Following a review of all the available evidence, I am satisfied that Lucio’s death may have been preventable in the context of earlier diagnoses and treatment, however I also acknowledge the review and changes in training brought about by this event.
To enable compliance with section 73(1A) of the Coroners Act 2008 (Vic), I direct that these findings be published on the internet.
I convey my sincere condolences to Lucio’s family for your loss and acknowledge the grief you have endured.

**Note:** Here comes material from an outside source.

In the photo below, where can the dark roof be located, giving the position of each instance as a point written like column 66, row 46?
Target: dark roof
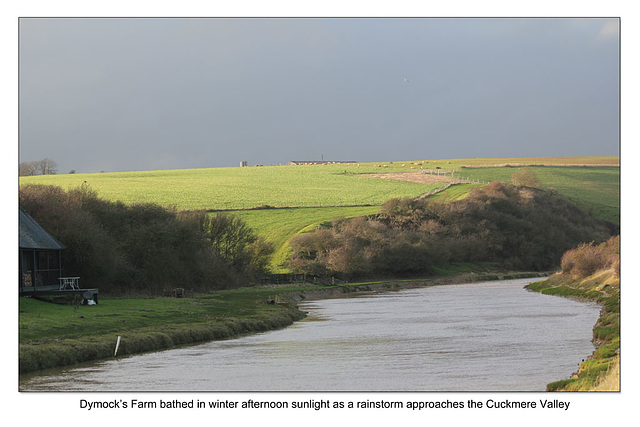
column 33, row 236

I direct that a copy of this finding be provided to the following: a. Nives Chiussi, Senior Next of Kin b. Richard Lauder, Northern Health, Other Applicant c. Andy Price, Aged Care Quality and Safety Commission, Other Applicant
d. Jane Lohrey, Aged Care Quality and Safety Commission, Other Applicant e. Senior Constable Clare Hamer, Coroner’s Investigator Signature: ___________________________________ Coroner Leveasque Peterson Date: 23 November 2022 NOTE: Under section 83 of the Coroners Act 2008 ('the Act'), a person with sufficient interest in an investigation may appeal to the Trial Division of the Supreme Court against the findings of a coroner in respect of a death after an investigation. An appeal must be made within 6 months after the day on which the determination is made, unless the Supreme Court grants leave to appeal out of time under section 86 of the Act.